Tried custom float for the first time. I have used 3701 fortified mudbed before (laticrete) and mixed my own 4:1 sand. Have not tried mapie"s mudbed yet. Well im not impressed with the customn float. Probably not gonna use it again. It has been sitting for 20 plus hrs and it is so soft, i can gouge it with my fingernail. I wanted to try it because of the cost and because it was so nice and light. 

When I mixed it it said to start with 3 gallons of water. So I put 3 gallons in my wheelbarrow and mixed her up, but it seemed weigh too wet. Anyways it cured nice, but its just soft, but I figure its harder than a schluter pan:laughing: so it'll be ok.


----------



## bluebird5 (Dec 13, 2010)

Well today it got a lot harder. Maybe its not that bad.


----------



## Groutface (Jan 20, 2011)

The mapei 4 to 1 is a nice product.....seems pricey for a dry pack......11 bucks a bag or so......


----------



## bluebird5 (Dec 13, 2010)

its 14 at lowes


----------



## Splinter (Apr 5, 2005)

For a large floor, I use portland and sand 4 or 5 to one... If I just have to set a small shower (often 3x5 or less) I use Sakrete Sand Mix, and a bag of mason sand. One bag of sand added to two bags of Sakrete. 

Sakrete is about $5/bag, and mason sand is $3.50


----------



## GO Remodeling (Apr 5, 2005)

I do it like Alex. Last thing for the day and under 30 bucks.:thumbsup:


----------



## angus242 (Oct 20, 2007)

Groutface said:


> The mapei 4 to 1 is a nice product.....seems pricey for a dry pack......11 bucks a bag or so......


I get it for about $5/bag.


----------



## Groutface (Jan 20, 2011)

angus242 said:


> I get it for about $5/bag.


Man we get ripped over here.....


----------



## bluebird5 (Dec 13, 2010)

Angus I really don't know any supplier in my area that carries mapei for their main line. Dal's main line is customs and BPI's is laticrete. Got any suggestions?


----------



## PrecisionFloors (Jan 24, 2006)

Don't know if you can get it up there but SGM Floor Mud is great.


----------



## Groutface (Jan 20, 2011)

PrecisionFloors said:


> Don't know if you can get it up there but SGM Floor Mud is great.

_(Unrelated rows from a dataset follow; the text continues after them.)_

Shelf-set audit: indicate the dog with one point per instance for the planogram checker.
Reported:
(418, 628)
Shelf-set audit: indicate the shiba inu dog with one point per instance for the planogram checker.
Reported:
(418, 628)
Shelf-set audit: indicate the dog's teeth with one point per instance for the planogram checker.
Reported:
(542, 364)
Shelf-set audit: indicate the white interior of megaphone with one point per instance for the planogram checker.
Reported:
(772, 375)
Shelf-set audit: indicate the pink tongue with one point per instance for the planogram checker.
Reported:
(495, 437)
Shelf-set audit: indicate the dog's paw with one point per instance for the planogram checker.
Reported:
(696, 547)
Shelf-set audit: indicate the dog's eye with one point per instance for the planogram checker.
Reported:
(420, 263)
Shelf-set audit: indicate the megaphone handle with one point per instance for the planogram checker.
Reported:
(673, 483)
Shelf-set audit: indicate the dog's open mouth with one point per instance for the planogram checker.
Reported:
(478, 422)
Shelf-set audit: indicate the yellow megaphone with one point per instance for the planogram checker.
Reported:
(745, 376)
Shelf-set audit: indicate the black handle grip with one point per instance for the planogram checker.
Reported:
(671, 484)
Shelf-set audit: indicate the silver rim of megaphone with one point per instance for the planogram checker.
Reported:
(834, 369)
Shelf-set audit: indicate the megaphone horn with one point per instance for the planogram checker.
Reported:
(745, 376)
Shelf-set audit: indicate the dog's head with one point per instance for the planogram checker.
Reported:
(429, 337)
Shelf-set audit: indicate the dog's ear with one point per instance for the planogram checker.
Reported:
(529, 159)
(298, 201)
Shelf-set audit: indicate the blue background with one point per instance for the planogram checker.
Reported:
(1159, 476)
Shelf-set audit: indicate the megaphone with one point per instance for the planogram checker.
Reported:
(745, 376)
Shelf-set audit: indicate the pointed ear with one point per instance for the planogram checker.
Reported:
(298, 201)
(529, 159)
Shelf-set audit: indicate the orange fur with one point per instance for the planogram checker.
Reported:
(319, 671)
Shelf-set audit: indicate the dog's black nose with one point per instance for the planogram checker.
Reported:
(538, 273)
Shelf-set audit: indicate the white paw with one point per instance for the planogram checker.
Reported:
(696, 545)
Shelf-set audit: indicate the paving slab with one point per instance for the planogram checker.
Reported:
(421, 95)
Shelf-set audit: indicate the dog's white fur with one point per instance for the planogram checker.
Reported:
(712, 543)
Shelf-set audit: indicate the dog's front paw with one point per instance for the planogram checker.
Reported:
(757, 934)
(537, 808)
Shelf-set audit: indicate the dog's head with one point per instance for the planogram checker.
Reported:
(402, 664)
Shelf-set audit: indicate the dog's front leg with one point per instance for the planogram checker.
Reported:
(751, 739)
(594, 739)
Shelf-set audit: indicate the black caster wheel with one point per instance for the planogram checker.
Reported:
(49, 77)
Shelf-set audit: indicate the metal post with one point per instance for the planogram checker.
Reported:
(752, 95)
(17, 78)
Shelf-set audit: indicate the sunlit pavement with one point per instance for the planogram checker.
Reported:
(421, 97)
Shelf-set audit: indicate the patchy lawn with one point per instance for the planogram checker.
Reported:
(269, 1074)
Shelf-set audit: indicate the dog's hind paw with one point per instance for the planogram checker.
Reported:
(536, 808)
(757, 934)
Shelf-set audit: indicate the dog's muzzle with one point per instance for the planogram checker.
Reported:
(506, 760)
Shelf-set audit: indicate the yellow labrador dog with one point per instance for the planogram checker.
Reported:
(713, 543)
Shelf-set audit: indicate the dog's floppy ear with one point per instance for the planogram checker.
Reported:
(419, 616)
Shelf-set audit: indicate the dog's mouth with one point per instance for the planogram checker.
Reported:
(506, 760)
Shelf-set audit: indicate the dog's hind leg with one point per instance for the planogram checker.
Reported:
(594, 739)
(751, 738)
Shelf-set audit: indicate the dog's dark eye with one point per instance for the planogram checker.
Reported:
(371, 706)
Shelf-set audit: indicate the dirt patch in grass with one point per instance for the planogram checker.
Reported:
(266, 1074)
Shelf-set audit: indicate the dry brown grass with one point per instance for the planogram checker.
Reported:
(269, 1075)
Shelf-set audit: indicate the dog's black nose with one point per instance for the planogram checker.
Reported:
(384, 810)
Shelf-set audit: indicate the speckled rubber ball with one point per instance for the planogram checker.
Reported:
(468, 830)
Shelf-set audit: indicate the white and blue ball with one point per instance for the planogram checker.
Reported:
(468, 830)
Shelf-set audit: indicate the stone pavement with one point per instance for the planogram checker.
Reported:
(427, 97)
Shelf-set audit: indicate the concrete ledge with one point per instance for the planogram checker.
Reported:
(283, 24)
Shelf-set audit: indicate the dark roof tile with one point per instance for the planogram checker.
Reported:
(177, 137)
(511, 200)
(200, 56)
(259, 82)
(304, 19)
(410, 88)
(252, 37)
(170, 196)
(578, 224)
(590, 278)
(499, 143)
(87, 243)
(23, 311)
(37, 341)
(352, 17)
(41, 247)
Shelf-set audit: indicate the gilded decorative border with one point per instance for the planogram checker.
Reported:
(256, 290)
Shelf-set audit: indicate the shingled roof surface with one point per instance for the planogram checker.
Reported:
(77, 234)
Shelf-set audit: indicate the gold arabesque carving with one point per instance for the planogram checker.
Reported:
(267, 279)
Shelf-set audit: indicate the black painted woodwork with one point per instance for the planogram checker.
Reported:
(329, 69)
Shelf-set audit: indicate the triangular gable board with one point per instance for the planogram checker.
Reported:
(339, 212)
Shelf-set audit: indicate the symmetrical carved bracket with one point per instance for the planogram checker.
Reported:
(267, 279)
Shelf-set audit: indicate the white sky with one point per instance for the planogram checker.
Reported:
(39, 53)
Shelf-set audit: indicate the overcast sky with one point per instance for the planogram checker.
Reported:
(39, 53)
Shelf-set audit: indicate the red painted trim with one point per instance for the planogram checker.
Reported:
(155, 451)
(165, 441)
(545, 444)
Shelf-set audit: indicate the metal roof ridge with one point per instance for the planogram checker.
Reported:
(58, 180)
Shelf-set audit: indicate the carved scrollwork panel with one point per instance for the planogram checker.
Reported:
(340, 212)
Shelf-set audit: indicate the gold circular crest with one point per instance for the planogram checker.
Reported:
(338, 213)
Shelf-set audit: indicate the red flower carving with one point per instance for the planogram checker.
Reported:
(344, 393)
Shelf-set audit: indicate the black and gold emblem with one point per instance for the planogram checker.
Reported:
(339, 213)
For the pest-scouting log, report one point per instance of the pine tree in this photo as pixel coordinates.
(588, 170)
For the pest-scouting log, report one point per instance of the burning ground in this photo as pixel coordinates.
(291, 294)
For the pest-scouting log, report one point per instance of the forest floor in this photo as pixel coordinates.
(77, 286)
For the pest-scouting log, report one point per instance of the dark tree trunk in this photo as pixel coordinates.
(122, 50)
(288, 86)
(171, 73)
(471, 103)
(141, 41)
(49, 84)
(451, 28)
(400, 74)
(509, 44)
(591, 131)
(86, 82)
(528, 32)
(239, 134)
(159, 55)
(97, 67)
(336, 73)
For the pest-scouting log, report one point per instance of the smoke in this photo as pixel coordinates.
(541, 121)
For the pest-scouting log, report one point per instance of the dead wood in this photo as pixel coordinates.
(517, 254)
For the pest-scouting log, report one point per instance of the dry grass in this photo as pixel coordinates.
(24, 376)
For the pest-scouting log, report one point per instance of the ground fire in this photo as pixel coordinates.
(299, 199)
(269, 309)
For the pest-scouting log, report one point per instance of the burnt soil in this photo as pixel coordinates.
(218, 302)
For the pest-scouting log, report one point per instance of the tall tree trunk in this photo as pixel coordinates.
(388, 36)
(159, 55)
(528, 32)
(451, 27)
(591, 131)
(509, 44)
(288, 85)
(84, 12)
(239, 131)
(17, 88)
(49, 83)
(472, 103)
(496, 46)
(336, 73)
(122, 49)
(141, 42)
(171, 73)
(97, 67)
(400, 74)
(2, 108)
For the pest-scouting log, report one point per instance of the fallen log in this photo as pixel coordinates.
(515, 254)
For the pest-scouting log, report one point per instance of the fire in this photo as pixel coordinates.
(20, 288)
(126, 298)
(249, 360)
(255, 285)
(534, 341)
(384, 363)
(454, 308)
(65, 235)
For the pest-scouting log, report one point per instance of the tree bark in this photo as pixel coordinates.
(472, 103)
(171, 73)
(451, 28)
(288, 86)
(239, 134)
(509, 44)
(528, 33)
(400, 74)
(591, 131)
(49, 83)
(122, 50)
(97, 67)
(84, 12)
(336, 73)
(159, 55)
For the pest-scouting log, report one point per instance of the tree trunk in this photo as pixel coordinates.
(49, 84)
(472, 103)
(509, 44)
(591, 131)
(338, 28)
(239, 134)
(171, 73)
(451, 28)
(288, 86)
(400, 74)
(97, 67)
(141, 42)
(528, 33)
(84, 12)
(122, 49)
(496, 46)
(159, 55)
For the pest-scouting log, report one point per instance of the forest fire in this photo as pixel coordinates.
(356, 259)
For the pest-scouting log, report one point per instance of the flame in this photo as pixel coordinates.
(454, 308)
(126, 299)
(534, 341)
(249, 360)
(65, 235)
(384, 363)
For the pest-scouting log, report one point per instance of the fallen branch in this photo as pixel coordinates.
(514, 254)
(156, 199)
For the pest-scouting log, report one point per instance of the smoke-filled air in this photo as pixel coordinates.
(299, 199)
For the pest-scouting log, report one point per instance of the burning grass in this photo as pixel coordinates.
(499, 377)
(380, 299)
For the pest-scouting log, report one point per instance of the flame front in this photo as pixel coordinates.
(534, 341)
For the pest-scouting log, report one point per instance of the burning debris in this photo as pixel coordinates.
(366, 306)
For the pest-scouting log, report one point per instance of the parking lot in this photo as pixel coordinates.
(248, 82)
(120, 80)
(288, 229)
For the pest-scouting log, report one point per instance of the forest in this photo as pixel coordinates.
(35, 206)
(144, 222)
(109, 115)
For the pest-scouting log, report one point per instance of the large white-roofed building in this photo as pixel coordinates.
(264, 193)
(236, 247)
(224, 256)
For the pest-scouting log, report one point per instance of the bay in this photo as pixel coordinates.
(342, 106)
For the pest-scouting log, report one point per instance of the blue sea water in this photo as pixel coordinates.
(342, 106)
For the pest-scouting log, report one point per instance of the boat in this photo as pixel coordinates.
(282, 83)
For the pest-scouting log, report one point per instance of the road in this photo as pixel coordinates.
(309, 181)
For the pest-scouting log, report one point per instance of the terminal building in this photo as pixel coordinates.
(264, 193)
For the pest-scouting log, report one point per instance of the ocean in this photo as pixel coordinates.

Haven't heard of it .....ill check it out


----------



## Groutface (Jan 20, 2011)

Looks good,but can't find a market in Canada for it.......80 lb bags wow....price said $20/ bag in Florida.....sound right? Sgm mud


----------



## PrecisionFloors (Jan 24, 2006)

Groutface said:


> Looks good,but can't find a market in Canada for it.......80 lb bags wow....price said $20/ bag in Florida.....sound right? Sgm mud


Nah I only pay $11 and change hee hee.


----------



## tang (Jan 5, 2009)

OR...get the foam ones for several hundred!! But PLEASE no fat girls in the shower!!:thumbsup:


----------